7.1.60Posidonius in his treatise On Style defines a poetical phrase as one that is metrical or rhythmical, thus mechanically avoiding the character of prose ; an example of such rhythmical phrase is :
O mightiest earth, O sky, God's canopy. note
And if such poetical phraseology is significant and includes a portrayal or representation of things human and divine, it is poetry.
A term is, as stated by Antipater in his first book On Terms, a word which, when a sentence is analysed, is uttered with complete meaning ; or, according to Chrysippus in his book On Definitions, is a rendering back one's own. note Delineation is a statement which brings one to a knowledge of the subject in outline, or it may be called a definition which embodies the force of the definition proper in a simpler form. Genus (in logic) is the comprehension in one of a number of inseparable objects of thought : e.g. Animal ; for this includes all particular animals.
7.1.61A notion or object of thought is a presentation to the intellect, which though not really substance nor attribute is quasi-substance or quasi-attribute. note Thus an image of a horse may rise before the mind, although there is no horse present.
Species is that which is comprehended under genus : thus Man is included under Animal.
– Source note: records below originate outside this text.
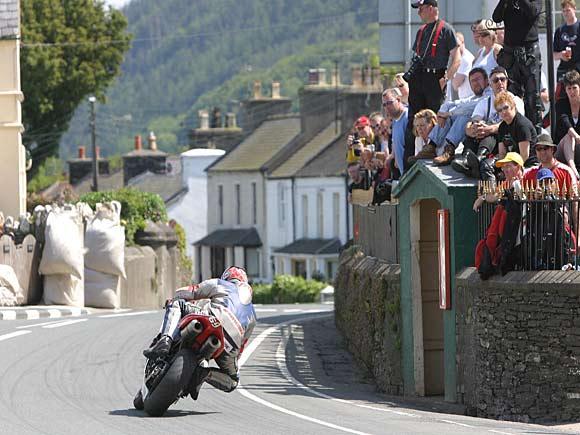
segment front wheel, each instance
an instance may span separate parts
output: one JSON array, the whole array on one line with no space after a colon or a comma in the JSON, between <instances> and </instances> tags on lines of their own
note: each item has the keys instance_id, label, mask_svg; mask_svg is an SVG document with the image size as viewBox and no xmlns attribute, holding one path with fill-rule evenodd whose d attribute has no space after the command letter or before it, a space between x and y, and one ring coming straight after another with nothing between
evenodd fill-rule
<instances>
[{"instance_id":1,"label":"front wheel","mask_svg":"<svg viewBox=\"0 0 580 435\"><path fill-rule=\"evenodd\" d=\"M192 350L181 349L177 353L169 370L144 400L144 409L147 414L160 417L177 400L179 393L191 379L191 374L196 366L194 359Z\"/></svg>"}]
</instances>

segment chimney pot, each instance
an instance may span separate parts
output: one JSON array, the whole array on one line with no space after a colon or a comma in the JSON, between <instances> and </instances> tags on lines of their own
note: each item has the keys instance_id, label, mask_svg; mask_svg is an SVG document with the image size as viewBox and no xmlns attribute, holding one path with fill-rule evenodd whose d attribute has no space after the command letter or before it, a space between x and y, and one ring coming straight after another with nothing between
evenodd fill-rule
<instances>
[{"instance_id":1,"label":"chimney pot","mask_svg":"<svg viewBox=\"0 0 580 435\"><path fill-rule=\"evenodd\" d=\"M254 81L254 100L262 98L262 82L259 80Z\"/></svg>"},{"instance_id":2,"label":"chimney pot","mask_svg":"<svg viewBox=\"0 0 580 435\"><path fill-rule=\"evenodd\" d=\"M149 149L151 151L157 151L157 137L155 137L155 133L152 131L149 132L149 137L147 140L149 141Z\"/></svg>"},{"instance_id":3,"label":"chimney pot","mask_svg":"<svg viewBox=\"0 0 580 435\"><path fill-rule=\"evenodd\" d=\"M272 98L280 98L280 82L272 82Z\"/></svg>"},{"instance_id":4,"label":"chimney pot","mask_svg":"<svg viewBox=\"0 0 580 435\"><path fill-rule=\"evenodd\" d=\"M141 143L141 135L135 136L135 151L141 151L143 144Z\"/></svg>"},{"instance_id":5,"label":"chimney pot","mask_svg":"<svg viewBox=\"0 0 580 435\"><path fill-rule=\"evenodd\" d=\"M199 116L199 128L201 130L209 129L209 112L207 110L200 110L197 112Z\"/></svg>"}]
</instances>

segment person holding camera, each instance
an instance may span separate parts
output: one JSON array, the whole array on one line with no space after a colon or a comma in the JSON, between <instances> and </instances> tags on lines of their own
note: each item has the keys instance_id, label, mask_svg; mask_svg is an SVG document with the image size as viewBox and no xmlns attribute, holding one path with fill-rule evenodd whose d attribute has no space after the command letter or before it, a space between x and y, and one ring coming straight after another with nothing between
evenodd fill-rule
<instances>
[{"instance_id":1,"label":"person holding camera","mask_svg":"<svg viewBox=\"0 0 580 435\"><path fill-rule=\"evenodd\" d=\"M409 83L409 117L413 119L420 110L439 110L447 80L455 76L461 63L461 52L455 30L439 19L437 0L418 0L411 6L425 23L417 31L413 60L405 73ZM414 155L415 138L411 130L412 124L406 134L404 162Z\"/></svg>"},{"instance_id":2,"label":"person holding camera","mask_svg":"<svg viewBox=\"0 0 580 435\"><path fill-rule=\"evenodd\" d=\"M554 32L554 60L559 60L556 72L557 81L561 81L568 71L580 66L580 23L576 18L576 2L562 0L562 17L564 24Z\"/></svg>"},{"instance_id":3,"label":"person holding camera","mask_svg":"<svg viewBox=\"0 0 580 435\"><path fill-rule=\"evenodd\" d=\"M493 11L493 21L505 28L503 49L497 63L511 78L509 90L524 99L526 116L539 133L542 127L540 80L542 61L538 45L538 16L541 0L499 0Z\"/></svg>"}]
</instances>

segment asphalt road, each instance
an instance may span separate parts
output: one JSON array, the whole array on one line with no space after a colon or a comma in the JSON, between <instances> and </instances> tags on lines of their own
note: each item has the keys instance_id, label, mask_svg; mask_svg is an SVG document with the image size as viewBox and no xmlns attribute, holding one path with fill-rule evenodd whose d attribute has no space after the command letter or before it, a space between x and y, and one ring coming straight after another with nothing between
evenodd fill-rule
<instances>
[{"instance_id":1,"label":"asphalt road","mask_svg":"<svg viewBox=\"0 0 580 435\"><path fill-rule=\"evenodd\" d=\"M0 321L2 434L561 434L434 412L436 401L377 394L340 347L332 306L258 307L242 358L242 386L204 386L165 417L132 408L141 351L161 311L96 313L55 320Z\"/></svg>"}]
</instances>

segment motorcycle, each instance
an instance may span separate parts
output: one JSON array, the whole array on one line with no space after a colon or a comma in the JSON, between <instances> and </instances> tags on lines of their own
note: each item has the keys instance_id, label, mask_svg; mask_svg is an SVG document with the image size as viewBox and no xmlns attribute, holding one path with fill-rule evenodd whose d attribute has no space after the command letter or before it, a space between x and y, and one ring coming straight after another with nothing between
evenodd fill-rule
<instances>
[{"instance_id":1,"label":"motorcycle","mask_svg":"<svg viewBox=\"0 0 580 435\"><path fill-rule=\"evenodd\" d=\"M181 339L174 340L165 356L147 360L143 385L133 399L135 409L162 416L172 403L194 392L195 371L224 351L224 332L212 315L188 314L179 322Z\"/></svg>"}]
</instances>

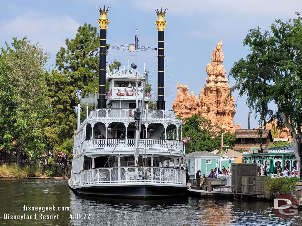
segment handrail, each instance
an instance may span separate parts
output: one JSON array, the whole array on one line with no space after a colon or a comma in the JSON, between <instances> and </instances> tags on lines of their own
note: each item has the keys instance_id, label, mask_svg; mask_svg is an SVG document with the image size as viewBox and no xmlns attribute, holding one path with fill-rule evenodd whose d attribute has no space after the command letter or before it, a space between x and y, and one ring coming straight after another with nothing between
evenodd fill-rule
<instances>
[{"instance_id":1,"label":"handrail","mask_svg":"<svg viewBox=\"0 0 302 226\"><path fill-rule=\"evenodd\" d=\"M185 185L185 171L175 168L130 166L94 168L72 173L72 186L95 186L96 184L158 183Z\"/></svg>"},{"instance_id":2,"label":"handrail","mask_svg":"<svg viewBox=\"0 0 302 226\"><path fill-rule=\"evenodd\" d=\"M183 151L182 141L178 140L167 140L168 147L172 151ZM135 140L134 138L119 139L111 138L95 138L84 140L80 146L75 147L74 154L77 155L85 150L95 149L105 149L115 148L132 149L135 147ZM140 139L139 141L140 148L167 149L166 144L163 139Z\"/></svg>"}]
</instances>

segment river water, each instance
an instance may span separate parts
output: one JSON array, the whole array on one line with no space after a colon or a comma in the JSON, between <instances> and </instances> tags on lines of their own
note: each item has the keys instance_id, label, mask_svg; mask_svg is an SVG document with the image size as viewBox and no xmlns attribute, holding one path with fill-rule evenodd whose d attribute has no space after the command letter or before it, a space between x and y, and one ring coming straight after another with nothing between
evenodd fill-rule
<instances>
[{"instance_id":1,"label":"river water","mask_svg":"<svg viewBox=\"0 0 302 226\"><path fill-rule=\"evenodd\" d=\"M302 212L282 219L274 213L272 205L213 198L143 201L83 197L69 189L67 180L0 178L0 225L302 225ZM54 211L43 212L42 208L53 206ZM29 211L32 207L38 209ZM59 211L59 207L67 209ZM35 214L36 219L5 218L24 214ZM54 216L58 219L47 218Z\"/></svg>"}]
</instances>

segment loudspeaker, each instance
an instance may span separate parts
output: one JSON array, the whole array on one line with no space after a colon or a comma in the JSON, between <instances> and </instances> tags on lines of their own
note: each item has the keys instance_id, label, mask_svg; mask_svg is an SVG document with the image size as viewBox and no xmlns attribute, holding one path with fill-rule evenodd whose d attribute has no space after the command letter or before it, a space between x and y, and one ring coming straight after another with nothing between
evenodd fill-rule
<instances>
[{"instance_id":1,"label":"loudspeaker","mask_svg":"<svg viewBox=\"0 0 302 226\"><path fill-rule=\"evenodd\" d=\"M134 121L139 121L140 118L140 112L136 111L134 112Z\"/></svg>"},{"instance_id":2,"label":"loudspeaker","mask_svg":"<svg viewBox=\"0 0 302 226\"><path fill-rule=\"evenodd\" d=\"M131 64L131 67L133 69L136 69L136 65L134 63Z\"/></svg>"}]
</instances>

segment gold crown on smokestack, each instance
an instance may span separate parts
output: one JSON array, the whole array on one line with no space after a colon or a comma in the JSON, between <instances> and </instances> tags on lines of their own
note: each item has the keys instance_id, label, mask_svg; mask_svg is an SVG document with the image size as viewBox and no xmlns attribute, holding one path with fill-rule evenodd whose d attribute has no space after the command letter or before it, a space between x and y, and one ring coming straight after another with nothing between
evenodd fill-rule
<instances>
[{"instance_id":1,"label":"gold crown on smokestack","mask_svg":"<svg viewBox=\"0 0 302 226\"><path fill-rule=\"evenodd\" d=\"M157 30L159 31L165 30L165 27L167 25L167 21L165 20L165 15L168 9L166 8L165 11L163 12L162 8L161 8L160 11L159 11L157 8L156 9L154 9L157 14L157 20L155 23L155 25L157 26Z\"/></svg>"},{"instance_id":2,"label":"gold crown on smokestack","mask_svg":"<svg viewBox=\"0 0 302 226\"><path fill-rule=\"evenodd\" d=\"M99 8L98 7L99 7ZM107 8L107 10L105 9L104 5L104 8L102 9L101 8L101 6L99 5L98 6L98 7L97 6L96 7L100 12L100 19L98 21L98 23L100 24L100 29L107 29L108 27L108 23L109 23L109 20L107 18L107 14L108 12L109 8L111 8L111 7L108 6L108 8Z\"/></svg>"}]
</instances>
The highest or most universal genus is that which, being itself a genus, has no genus above : namely, reality or the real ; and the lowest and most particular species is that which, being itself a species, has no species below it, e.g. Socrates.
Division of a genus means dissection of it into its proximate species, thus : Animals are either rational or irrational (dichotomy). Contrary division dissects the genus into species by contrary qualities : for example, by means of negation, as when all things that are are divided into good and not good. Subdivision is division applied to a previous division : for instance, after saying, "Of things that are some are good, some are not good," we proceed, "and of the not good some are bad, some are neither good nor bad (morally indifferent)."
7.1.62Partition in logic is (according to Crinis) classification or distribution of a genus under heads : for instance, Of goods some are mental, others bodily.
Verbal ambiguity arises when a word properly, rightfully, and in accordance with fixed usage denotes two or more different things, so that at one and the same time we may take it in several distinct senses : e.g. in Greek, where by the same verbal expression may be meant in the one case that "A house has three times" fallen, in the other that "a dancing-girl" has fallen.
Posidonius defines Dialectic as the science dealing with truth, falsehood, and that which is neither true nor false ; whereas Chrysippus takes its subject to be signs and things signified. Such then is the gist of what the Stoics say in their theory of language.